A little classic

By Clare Newman

Friday, July 20, 2012

 

A little classic

Overall winner Jap, with Paralympic sailor Andy Cassell on board, wins another race. Picture by Chris Boynton.

SAILING

ONE of the smallest and oldest boats racing in Panerai British Classic Week in Cowes, won the overall spoils.

The 1897 Cork Harbour One-Design Jap, owned by David Sheriff and measuring 37ft, recorded an unbeatable five wins over the week.

Among its crew were British Paralympic gold medallist Andy Cassell, and the commanding officer of the Royal Navy’s flagship HMS Bulwark, Capt Alex Burton.

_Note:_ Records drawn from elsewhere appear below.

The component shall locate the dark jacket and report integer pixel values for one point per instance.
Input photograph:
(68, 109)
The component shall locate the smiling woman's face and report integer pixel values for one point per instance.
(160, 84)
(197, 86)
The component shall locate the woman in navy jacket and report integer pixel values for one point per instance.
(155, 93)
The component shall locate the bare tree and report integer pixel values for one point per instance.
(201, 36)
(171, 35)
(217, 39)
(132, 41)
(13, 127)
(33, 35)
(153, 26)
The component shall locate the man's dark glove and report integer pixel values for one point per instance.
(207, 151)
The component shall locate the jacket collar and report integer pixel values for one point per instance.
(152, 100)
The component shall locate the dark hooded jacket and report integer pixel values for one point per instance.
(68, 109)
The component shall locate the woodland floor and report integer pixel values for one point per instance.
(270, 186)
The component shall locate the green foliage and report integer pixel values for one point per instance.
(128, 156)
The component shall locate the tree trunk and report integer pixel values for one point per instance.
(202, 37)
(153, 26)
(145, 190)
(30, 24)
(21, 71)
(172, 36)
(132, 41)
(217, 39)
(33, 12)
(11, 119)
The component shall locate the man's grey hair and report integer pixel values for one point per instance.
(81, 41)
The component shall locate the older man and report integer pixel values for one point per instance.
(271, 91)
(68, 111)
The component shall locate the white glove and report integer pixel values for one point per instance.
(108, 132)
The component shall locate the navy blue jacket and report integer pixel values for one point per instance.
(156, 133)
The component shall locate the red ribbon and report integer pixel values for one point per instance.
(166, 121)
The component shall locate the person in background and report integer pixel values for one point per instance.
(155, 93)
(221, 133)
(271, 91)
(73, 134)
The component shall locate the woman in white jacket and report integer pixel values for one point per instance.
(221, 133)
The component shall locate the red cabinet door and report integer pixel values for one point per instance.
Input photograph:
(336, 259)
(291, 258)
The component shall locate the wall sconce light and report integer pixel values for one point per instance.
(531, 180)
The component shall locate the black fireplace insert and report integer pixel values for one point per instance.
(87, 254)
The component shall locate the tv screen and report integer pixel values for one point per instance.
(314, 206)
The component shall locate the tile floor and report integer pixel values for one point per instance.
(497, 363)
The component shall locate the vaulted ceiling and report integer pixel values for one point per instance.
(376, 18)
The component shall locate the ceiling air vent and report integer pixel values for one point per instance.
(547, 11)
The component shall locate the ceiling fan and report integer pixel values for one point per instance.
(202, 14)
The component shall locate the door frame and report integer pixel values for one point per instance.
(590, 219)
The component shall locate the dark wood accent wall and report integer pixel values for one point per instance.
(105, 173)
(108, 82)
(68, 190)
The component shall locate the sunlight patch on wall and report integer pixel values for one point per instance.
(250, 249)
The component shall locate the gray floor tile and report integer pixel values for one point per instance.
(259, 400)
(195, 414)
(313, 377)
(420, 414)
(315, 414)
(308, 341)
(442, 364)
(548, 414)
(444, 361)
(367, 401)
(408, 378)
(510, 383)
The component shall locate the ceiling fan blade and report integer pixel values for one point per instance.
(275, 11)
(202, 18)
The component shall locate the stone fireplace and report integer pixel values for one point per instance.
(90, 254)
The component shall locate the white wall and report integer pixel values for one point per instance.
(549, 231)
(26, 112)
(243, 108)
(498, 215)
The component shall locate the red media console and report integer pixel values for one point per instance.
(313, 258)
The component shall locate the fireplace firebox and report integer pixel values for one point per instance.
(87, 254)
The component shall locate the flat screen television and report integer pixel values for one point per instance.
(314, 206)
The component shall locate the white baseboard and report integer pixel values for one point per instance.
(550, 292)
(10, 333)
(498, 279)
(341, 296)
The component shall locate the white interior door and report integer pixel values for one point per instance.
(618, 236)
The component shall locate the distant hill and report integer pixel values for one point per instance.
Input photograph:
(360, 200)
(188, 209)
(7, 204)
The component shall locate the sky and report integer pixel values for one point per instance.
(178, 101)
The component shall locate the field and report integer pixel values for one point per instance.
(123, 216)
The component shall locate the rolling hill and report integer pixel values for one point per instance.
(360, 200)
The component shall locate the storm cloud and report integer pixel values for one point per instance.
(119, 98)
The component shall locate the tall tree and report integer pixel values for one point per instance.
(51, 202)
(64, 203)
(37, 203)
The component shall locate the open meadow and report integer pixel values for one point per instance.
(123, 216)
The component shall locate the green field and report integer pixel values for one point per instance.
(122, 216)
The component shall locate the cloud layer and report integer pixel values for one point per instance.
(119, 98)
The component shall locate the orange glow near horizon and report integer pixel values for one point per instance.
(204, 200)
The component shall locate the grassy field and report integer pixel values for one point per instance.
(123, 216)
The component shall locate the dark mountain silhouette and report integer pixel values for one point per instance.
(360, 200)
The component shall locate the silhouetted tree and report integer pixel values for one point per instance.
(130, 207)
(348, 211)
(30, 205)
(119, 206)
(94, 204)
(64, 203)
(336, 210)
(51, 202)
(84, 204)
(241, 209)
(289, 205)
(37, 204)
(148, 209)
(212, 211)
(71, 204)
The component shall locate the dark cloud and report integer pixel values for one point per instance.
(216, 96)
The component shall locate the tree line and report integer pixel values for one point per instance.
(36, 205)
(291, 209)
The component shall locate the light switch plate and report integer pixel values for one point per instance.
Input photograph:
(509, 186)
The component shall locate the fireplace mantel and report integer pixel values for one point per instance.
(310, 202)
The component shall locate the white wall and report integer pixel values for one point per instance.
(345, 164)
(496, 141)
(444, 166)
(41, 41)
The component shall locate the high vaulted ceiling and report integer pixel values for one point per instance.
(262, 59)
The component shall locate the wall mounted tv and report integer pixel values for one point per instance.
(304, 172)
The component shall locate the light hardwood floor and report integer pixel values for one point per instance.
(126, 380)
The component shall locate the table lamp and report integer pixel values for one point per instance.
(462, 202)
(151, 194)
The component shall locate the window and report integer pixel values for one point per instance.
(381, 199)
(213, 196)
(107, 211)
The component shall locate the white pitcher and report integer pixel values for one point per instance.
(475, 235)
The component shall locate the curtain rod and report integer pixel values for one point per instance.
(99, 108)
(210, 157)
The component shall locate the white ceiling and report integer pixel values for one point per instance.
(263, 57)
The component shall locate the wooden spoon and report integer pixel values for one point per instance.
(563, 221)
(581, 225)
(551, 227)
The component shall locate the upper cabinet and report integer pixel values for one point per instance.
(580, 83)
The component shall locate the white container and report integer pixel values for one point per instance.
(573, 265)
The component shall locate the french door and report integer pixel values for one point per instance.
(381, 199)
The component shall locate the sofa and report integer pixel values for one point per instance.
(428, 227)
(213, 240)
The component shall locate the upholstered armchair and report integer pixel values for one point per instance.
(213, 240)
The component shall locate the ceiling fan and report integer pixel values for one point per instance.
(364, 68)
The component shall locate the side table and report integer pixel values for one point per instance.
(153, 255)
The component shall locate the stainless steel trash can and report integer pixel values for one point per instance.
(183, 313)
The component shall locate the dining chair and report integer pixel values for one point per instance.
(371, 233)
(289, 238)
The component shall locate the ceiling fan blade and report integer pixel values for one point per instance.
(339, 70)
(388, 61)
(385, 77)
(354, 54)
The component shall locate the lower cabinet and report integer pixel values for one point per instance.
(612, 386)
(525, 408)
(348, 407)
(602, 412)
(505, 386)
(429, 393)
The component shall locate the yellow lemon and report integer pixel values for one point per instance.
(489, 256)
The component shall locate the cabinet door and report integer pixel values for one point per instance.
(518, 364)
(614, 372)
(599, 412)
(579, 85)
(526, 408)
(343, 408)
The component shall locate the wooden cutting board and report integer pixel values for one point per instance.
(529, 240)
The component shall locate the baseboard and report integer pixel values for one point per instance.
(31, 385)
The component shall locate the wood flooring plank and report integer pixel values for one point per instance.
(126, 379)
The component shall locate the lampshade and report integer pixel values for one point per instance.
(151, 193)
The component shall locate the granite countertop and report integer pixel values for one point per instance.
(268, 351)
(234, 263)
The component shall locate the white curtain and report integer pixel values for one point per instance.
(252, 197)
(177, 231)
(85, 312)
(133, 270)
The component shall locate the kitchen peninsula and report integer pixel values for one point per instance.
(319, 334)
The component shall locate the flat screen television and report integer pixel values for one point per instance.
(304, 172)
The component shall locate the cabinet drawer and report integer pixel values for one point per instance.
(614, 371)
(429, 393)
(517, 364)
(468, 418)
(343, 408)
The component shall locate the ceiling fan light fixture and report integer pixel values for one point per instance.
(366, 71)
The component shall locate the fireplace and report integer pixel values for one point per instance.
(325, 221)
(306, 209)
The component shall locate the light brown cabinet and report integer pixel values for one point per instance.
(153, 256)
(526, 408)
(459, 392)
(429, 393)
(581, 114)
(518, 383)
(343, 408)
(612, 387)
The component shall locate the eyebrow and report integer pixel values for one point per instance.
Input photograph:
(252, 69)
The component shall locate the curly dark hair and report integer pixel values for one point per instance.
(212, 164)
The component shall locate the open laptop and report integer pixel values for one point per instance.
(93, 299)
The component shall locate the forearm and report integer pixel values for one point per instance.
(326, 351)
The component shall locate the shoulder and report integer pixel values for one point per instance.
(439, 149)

Second place in overall event ranking went to Andrew King’s Gluckauf, a 1929 International 30 Square Metre, with David Murrin’s Cetewayo, a past winner in third.

In the classes, winning class 1 for the modern classics by just one point was Hugh Morrison’s Savannah, while Cetewayo won class 2.

Class 3 was won by Gluckauf, while Jap took class 4.

Knowing their world championship started just days after, six of the 8 Metres chose not to race in the final day, with three remaining to battle it out. In the end, Richard Self and Mark DeCelles’s 1937 Raven took the glory.

The 6 Metres class was won by Tom Richardson’s Georgia.

There were several special prizes also given.

The Lallow Cup, for the best-presented new entrant, went to Robert Fabre’s Vagabundo II, a 1945 classic Bermudan ketch. The International Metre Trophy, for the highest placed Metre boat, went to Raven, while Jap won the Brian Keeland Memorial Trophy, for the highest place gaffer.

Crunchie Awards, presented to those who ran aground during the week, went to Eilean, Zarik, Sceptre, Atlantis, Marcita, Cetewayo and Sea Scamp.

And the Cetewayo Cup for the Je Ne Sais Quoi competition, voted for by the competitors to the boat with an "indefinable certain something", went to Andrew Pearson’s 1937 10 Metre deck cutter Bojar.